After concluding that the forum selection clause bound Ogden, the court then considered whether it also bound the members of his party who never signed the guest registration form. The plaintiffs argued that “only Ogden signed the forms and he did not hold the authority to sign the cards for any other adults or children listed as Plaintiffs in this lawsuit.” As a matter of traditional agency law, this argument is inarguably correct. The court did not, however, look to traditional agency law to resolve this issue.

Instead, the court invoked the closely-related-and-foreseeable test. That test, which was recently adopted by the Fifth Circuit, posits that a non-signatory is bound by a forum selection clause when it is so “closely related” to the contract signatory that it is “foreseeable” that the non-signatory will be bound.
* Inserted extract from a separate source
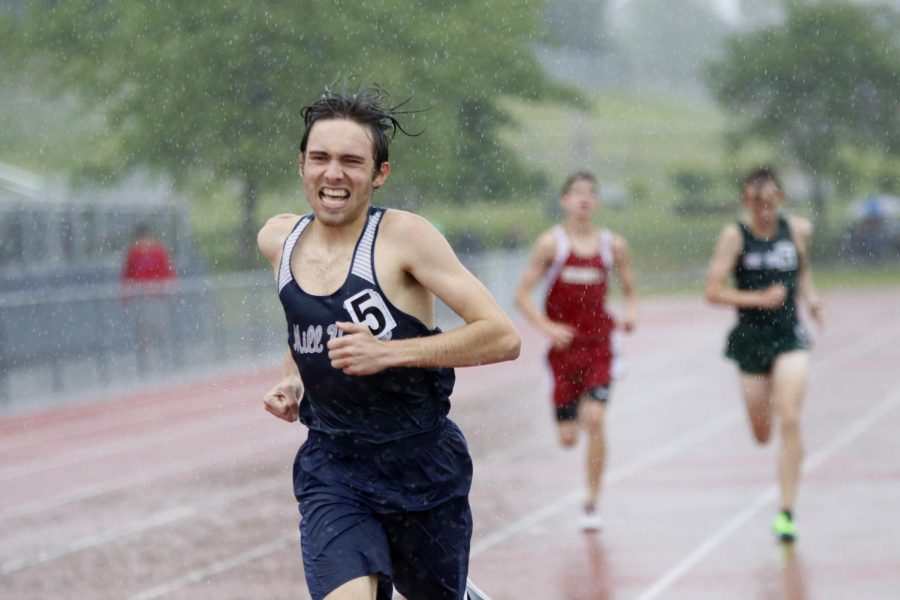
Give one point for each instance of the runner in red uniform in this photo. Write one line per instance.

The court then applied this test and concluded that all the plaintiffs—including those who never signed the form—were required to litigate in the Bahamas.

There are two problems with the court’s reasoning. The first is that the closely-related-and-foreseeable test has traditionally been used to bring willing defendants within the scope of forum selection clauses that they did not sign. In a classic case, the Ninth Circuit held that affiliates of an Italian manufacturer that agreed to a forum selection clause requiring all disputes to be resolved in Italy could take advantage of the clause even though the affiliates never signed the agreement. That is not what happened here. In Doe, the court used the test to bind unwilling plaintiffs to a forum selection clause in an agreement that they never signed. This is a far more problematic use of the test, as Robin Effron and I argued in a recent article.
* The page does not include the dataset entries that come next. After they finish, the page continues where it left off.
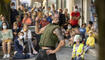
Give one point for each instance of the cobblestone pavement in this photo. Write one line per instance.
(65, 54)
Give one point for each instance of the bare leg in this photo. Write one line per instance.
(4, 47)
(9, 47)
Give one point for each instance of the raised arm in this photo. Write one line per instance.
(58, 33)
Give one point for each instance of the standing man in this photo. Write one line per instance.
(51, 34)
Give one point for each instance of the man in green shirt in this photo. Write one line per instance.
(50, 35)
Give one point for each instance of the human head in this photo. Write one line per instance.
(12, 5)
(18, 18)
(21, 35)
(25, 27)
(76, 8)
(90, 33)
(4, 25)
(15, 25)
(77, 38)
(56, 19)
(26, 15)
(3, 18)
(90, 24)
(84, 25)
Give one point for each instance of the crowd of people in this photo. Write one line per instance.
(18, 34)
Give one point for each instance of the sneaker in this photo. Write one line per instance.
(8, 55)
(5, 56)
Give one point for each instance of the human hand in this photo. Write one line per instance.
(37, 18)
The second problem with the court’s reasoning is that it applies U.S. law to determine the status of the non-signatories when the issue was arguably governed by Bahamian law. The contract at issue was negotiated and signed in the Bahamas. It was to be performed in the Bahamas. It contained a choice-of-law clause selecting the law of the Bahamas. There is little doubt that the agreement is governed by the laws of the Bahamas. It does not appear, however, that any court in the Bahamas has ever applied the closely-related-and-foreseeable test to bind a non-signatory. Instead, the courts in the Bahamas follow traditional principles of agency law similar to those apply by courts in England and the United States. If the contract is governed by the law of Bahamas, and if that nation has not adopted the closely-related-and-foreseeable test, then it is not at all clear that this test may be used in place of agency law to bind non-signatory plaintiffs to a contract provision in an agreement they never signed.

Conclusion

The decision in Doe v. Marriott Int’l, Inc. is yet another example where a U.S. court relied on questionable reasoning to conclude that a foreign forum selection clause was enforceable over the plaintiff’s objections. The court first bent the usual rules of contract formation to conclude that Ogden was bound by a forum selection clause that he specifically disclaimed. It then applied the closely-related-and-foreseeable test—a test that has never been applied by a Bahamian court—to bring a group of non-consenting plaintiffs within the scope of a clause in a contract governed by Bahamian law.